Among the close contacts, “we actually have vaccinated 246 people in that first ring,” Mangla said Wednesday. “When I broaden that net, we have vaccinated — as of last night — 6,628.”
He added that if DC just focused on vaccinating the close contacts in ring one, those thousands of people who voluntarily got immunized in ring two would have received the vaccine much later during the outbreak.
“We went against CDC,” Mangla said of the district’s broad two-ring vaccination approach, adding that the CDC is now working on projects with the DC Department of Health to better understand this outbreak response model.
However, the monkeypox vaccine supply has not met the growing demand in DC — or in most regions across the country.
The public health community “is recognizing the tension between our desires and limited supply,” the federal health adviser said.
With limited supply, cities prioritize first doses
“This decision is based on the available scientific evidence, the acceleration of the outbreak, the demand for vaccine from the high number of eligible people, and extreme shortages of the JYNNEOS Monkeypox vaccine nationally,” the announcement said. “DC Health is confident that additional vaccine doses will be available when needed for those who have received their first dose.”
In New York City, which also expanded eligibility for the monkeypox vaccine to any adult in a high-risk group, first doses have been prioritized.
Chicago also is prioritizing first doses of vaccine.
These vaccines are being offered through doctors’ offices and clinics as well as pop-up events at venues, such as bathhouses and Pride events, according to the city’s announcement.
“The goal is address equity along with maximizing doses administered,” Massimo Pacilli, the Chicago Public Health Department’s deputy commissioner of disease control, wrote in an email.

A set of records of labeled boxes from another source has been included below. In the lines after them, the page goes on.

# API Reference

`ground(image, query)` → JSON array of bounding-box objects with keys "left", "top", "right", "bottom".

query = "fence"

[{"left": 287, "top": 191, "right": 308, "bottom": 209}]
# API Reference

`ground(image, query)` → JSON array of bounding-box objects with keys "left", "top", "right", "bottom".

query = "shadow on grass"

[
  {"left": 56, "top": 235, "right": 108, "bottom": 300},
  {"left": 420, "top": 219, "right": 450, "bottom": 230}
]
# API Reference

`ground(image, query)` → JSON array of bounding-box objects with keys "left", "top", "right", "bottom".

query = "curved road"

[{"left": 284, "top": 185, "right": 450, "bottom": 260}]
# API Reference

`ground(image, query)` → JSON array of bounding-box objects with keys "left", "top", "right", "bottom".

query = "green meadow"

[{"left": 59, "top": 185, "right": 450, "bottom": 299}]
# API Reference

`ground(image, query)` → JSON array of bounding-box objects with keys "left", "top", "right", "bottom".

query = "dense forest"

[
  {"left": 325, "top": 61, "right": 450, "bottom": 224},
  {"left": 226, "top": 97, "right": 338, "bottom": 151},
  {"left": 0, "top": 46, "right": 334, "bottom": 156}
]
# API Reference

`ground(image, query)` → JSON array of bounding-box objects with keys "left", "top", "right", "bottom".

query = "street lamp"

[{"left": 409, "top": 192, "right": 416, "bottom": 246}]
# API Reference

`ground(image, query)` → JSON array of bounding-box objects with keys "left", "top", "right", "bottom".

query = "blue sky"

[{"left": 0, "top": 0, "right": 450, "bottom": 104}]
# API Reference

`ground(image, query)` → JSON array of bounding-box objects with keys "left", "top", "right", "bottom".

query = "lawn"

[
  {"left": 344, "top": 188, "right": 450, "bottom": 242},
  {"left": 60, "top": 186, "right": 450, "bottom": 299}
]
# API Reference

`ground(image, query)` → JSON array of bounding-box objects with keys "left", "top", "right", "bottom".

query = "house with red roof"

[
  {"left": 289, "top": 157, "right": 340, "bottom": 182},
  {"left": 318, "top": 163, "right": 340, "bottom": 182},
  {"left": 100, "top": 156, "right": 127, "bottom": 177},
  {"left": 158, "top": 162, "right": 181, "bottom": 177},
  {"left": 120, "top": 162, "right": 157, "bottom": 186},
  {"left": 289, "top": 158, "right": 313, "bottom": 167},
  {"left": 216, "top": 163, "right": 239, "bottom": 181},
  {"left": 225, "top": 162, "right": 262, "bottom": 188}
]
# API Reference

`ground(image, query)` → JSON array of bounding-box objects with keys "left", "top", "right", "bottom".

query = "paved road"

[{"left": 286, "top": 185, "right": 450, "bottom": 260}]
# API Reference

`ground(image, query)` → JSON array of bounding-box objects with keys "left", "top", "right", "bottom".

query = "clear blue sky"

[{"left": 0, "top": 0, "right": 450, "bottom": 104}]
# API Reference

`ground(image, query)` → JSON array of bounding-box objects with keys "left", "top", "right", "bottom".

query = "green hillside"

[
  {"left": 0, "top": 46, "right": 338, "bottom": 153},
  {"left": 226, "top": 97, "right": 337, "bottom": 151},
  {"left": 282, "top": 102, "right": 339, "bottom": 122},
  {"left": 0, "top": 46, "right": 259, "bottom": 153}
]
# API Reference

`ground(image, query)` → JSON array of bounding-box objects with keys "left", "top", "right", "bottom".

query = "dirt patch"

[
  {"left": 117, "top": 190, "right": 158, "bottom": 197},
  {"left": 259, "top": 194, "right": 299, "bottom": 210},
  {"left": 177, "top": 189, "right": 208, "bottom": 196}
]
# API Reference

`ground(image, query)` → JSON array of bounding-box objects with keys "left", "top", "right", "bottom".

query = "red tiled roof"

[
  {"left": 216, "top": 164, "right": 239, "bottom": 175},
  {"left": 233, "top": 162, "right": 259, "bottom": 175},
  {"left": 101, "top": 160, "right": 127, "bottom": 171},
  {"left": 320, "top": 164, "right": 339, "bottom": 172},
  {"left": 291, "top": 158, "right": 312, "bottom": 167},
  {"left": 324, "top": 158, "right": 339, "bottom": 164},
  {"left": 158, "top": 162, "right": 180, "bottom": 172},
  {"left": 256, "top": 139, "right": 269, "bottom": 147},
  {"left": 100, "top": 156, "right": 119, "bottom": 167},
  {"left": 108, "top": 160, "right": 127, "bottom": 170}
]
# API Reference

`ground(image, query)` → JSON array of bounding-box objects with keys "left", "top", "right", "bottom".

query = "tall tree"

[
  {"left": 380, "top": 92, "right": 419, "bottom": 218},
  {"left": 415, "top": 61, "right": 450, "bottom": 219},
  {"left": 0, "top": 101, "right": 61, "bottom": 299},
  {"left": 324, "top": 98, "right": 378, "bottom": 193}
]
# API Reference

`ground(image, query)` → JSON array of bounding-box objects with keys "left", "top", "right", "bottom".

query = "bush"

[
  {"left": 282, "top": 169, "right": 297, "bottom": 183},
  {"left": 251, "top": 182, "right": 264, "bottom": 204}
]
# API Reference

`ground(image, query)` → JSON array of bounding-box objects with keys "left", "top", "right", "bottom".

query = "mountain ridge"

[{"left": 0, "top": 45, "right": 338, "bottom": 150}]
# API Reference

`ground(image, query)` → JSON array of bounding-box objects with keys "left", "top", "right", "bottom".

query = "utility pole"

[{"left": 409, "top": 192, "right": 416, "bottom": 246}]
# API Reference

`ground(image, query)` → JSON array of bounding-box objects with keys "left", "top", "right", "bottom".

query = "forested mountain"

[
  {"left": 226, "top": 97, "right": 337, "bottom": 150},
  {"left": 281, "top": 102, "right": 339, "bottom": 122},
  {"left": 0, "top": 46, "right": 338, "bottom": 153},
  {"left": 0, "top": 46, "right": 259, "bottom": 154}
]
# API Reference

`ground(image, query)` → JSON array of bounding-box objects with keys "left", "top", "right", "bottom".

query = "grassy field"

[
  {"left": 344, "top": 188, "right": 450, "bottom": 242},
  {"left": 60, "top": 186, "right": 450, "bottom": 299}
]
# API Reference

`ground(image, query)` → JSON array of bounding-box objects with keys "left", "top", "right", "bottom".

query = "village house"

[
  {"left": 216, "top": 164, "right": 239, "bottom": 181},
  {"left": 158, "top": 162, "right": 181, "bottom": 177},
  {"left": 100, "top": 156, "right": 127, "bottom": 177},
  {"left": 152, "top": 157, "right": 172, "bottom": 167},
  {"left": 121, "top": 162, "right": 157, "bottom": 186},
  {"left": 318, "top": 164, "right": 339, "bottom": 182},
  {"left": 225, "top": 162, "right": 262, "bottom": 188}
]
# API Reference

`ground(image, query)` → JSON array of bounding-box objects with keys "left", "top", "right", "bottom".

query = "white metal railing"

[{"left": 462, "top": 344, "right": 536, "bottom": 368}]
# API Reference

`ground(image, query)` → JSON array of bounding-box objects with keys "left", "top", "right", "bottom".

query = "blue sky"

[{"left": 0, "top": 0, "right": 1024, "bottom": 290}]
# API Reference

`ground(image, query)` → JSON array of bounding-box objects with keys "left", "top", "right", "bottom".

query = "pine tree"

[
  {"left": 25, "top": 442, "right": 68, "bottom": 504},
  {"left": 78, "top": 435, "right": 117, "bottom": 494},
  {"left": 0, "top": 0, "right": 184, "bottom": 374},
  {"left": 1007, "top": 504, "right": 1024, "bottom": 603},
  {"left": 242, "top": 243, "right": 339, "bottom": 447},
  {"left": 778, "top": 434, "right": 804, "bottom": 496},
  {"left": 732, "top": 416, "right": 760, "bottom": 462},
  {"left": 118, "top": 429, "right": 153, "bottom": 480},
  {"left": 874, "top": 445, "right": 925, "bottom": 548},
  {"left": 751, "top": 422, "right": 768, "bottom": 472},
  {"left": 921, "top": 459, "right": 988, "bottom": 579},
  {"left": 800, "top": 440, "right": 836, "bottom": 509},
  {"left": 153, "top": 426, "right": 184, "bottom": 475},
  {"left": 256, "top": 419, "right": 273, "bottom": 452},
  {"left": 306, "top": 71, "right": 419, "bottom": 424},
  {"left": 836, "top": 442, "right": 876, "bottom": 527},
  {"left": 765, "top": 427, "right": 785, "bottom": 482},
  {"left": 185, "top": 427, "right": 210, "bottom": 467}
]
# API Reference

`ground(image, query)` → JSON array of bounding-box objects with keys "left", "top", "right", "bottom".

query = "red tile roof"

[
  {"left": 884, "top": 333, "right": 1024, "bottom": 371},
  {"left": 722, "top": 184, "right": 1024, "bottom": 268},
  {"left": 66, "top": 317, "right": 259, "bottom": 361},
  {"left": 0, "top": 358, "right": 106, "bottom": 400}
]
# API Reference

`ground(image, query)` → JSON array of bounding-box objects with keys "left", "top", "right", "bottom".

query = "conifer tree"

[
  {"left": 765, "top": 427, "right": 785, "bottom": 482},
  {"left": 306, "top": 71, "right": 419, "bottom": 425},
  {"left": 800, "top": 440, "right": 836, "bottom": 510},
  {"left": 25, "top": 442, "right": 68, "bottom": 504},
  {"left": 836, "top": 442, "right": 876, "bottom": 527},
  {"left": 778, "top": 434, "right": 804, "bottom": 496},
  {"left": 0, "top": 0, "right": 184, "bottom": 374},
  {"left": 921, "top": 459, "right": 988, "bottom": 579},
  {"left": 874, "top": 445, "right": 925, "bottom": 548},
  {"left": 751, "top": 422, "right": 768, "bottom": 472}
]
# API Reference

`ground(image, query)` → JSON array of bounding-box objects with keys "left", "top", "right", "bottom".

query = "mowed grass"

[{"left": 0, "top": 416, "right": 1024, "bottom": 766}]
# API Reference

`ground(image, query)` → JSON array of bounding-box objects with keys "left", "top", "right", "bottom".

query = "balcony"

“This is a national model that has been developed by the Centers for Disease Control and Prevention and it is consistent with our neighboring jurisdictions,” Department of Public Health Commissioner Dr. Manisha Juthani said. “DPH is partnering with 15 community-based clinics to expand the availability and efficient delivery of the vaccine to those who need it the most.”
A ‘rapidly closing’ window
Still, questions remain around where the nation’s fight against monkeypox is heading.
“It’s not clear that monkeypox can be contained at this point, but it’s certainly worth trying,” said Frieden, the former CDC director.
Federal health officials remain optimistic that the nation can end the outbreak.
“To the question, can we not only stay ahead of this virus but end this outbreak? Absolutely,” Becerra said Thursday.
“We believe that we have done everything we can at the federal level to work with our state and local partners and communities affected to make sure we can stay ahead of this and end this outbreak, but everybody’s got to take the oar and row. Everybody’s got to do their part.”
Lawrence Gostin, faculty director of the O’Neill Institute for National and Global Health Law at Georgetown University, said “the window for containing monkeypox is rapidly closing.”
“I do think it’s still possible to contain, but it’s also equally possible that this may become endemic in the United States,” he said.
To contain the monkeypox virus, Gostin called for the United States to declare a national public health emergency, raise awareness about the virus in non-stigmatizing ways and, of course, make more vaccine doses available.
“We continue to monitor the response throughout the country on monkeypox,” Becerra said Thursday. “We will weigh the decision on declaring a public health emergency based on the response we’re seeing throughout the country.”